Profit margin - Wikipedia, the free encyclopedia
• Sep 23rd 2010, 01:54 PM
Wilmer
HOKAY...now that we got that straight!
Code:

```Item cost    : 15.00 Seller fee    :  3.46 (15% of 23.08) Profit margin :  4.62 (20% of 23.08)                 ===== Selling price : 23.08```
That kinda agrees with your example; more precise : 4.62 / 23.08 = .20017

Seems straightforward enough:
c = item cost (given)
f = seller fee % (given)
m = profit margin % (given)
p = selling price (calculated)
General case formula:
p = c / (1 - f - m)

With above example: p = 15 / (1 - .15 - .20) = 15 / .65 = 23.08

So, for each sale, this would happen:
get c,f,m
p = c / (1 - f - m)
PRINT c : 15.00
PRINT p*f : 3.46
PRINT p*m :4.62
PRINT p : 23.08

And, of course, c,f and m can be ANY reasonable amounts.
• Sep 24th 2010, 06:53 AM
onestop
Perfect.

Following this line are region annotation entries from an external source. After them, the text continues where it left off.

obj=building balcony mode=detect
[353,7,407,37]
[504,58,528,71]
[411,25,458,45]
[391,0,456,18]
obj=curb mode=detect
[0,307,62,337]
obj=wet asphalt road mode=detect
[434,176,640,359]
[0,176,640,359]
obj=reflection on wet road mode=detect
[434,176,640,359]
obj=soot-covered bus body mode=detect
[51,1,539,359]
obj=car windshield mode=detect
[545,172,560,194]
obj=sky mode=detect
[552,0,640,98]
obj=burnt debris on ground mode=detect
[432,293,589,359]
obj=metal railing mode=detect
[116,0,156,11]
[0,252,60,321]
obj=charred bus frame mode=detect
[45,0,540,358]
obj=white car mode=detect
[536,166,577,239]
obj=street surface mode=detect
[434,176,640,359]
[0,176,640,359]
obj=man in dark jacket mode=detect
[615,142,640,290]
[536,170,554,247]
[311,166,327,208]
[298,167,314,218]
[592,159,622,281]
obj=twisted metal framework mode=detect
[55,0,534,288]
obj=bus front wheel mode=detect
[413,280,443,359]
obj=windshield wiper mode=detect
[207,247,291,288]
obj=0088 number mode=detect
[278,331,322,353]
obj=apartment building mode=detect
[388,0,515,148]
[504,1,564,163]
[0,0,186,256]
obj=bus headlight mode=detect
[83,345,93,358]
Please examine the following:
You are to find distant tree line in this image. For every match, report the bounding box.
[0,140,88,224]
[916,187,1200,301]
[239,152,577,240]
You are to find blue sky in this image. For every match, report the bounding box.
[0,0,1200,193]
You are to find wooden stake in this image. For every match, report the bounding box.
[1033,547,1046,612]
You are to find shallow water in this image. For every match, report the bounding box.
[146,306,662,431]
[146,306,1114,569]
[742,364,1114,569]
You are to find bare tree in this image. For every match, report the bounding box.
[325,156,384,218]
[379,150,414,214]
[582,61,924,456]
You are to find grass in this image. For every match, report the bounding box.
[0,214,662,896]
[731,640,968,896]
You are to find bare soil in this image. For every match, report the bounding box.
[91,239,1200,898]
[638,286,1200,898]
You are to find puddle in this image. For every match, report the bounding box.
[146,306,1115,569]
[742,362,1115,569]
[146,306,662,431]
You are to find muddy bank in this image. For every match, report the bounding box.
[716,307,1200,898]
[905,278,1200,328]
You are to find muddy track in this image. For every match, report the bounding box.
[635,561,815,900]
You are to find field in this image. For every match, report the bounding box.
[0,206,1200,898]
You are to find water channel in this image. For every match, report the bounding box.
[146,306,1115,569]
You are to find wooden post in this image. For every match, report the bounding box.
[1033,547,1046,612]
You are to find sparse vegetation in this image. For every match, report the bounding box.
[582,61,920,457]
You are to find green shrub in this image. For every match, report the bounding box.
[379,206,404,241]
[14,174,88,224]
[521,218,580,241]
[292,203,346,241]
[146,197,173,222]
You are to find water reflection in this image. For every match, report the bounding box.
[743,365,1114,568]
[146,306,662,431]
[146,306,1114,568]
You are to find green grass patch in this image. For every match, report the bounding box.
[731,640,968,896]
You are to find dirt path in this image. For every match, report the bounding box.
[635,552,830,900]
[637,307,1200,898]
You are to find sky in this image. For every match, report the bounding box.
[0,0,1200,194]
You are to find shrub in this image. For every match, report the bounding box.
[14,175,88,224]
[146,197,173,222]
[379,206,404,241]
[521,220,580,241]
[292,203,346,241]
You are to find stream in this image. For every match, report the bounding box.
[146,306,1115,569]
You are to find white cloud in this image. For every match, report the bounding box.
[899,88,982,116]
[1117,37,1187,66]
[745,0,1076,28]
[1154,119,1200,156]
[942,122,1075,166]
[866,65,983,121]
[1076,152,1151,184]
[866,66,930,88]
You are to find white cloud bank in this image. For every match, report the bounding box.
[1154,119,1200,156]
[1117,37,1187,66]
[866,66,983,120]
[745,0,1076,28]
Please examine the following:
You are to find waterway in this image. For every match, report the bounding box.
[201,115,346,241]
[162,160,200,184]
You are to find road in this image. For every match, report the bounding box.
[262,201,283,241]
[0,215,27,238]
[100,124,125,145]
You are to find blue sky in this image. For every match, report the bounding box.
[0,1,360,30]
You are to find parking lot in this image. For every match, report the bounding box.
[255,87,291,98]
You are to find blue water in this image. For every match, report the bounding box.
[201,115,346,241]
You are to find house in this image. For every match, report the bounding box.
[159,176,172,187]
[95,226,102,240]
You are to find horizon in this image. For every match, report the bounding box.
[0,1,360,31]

Thank you.

It has been a long time since 8th grade. Any suggestions on resources for brushing up my algebra?
• Sep 24th 2010, 08:45 AM
Wilmer
If you stopped after grade 8, I don't know what to tell you...
• Sep 24th 2010, 01:31 PM
onestop
Quote:

Originally Posted by Wilmer
If you stopped after grade 8, I don't know what to tell you...

Didn't stop after 8th grade. I stopped after Cal II in 12th. They don't require math in college if you have already gone that far with AP credit. I has just been a long time since I have needed to use any algebra. Looking for a good refresher resource.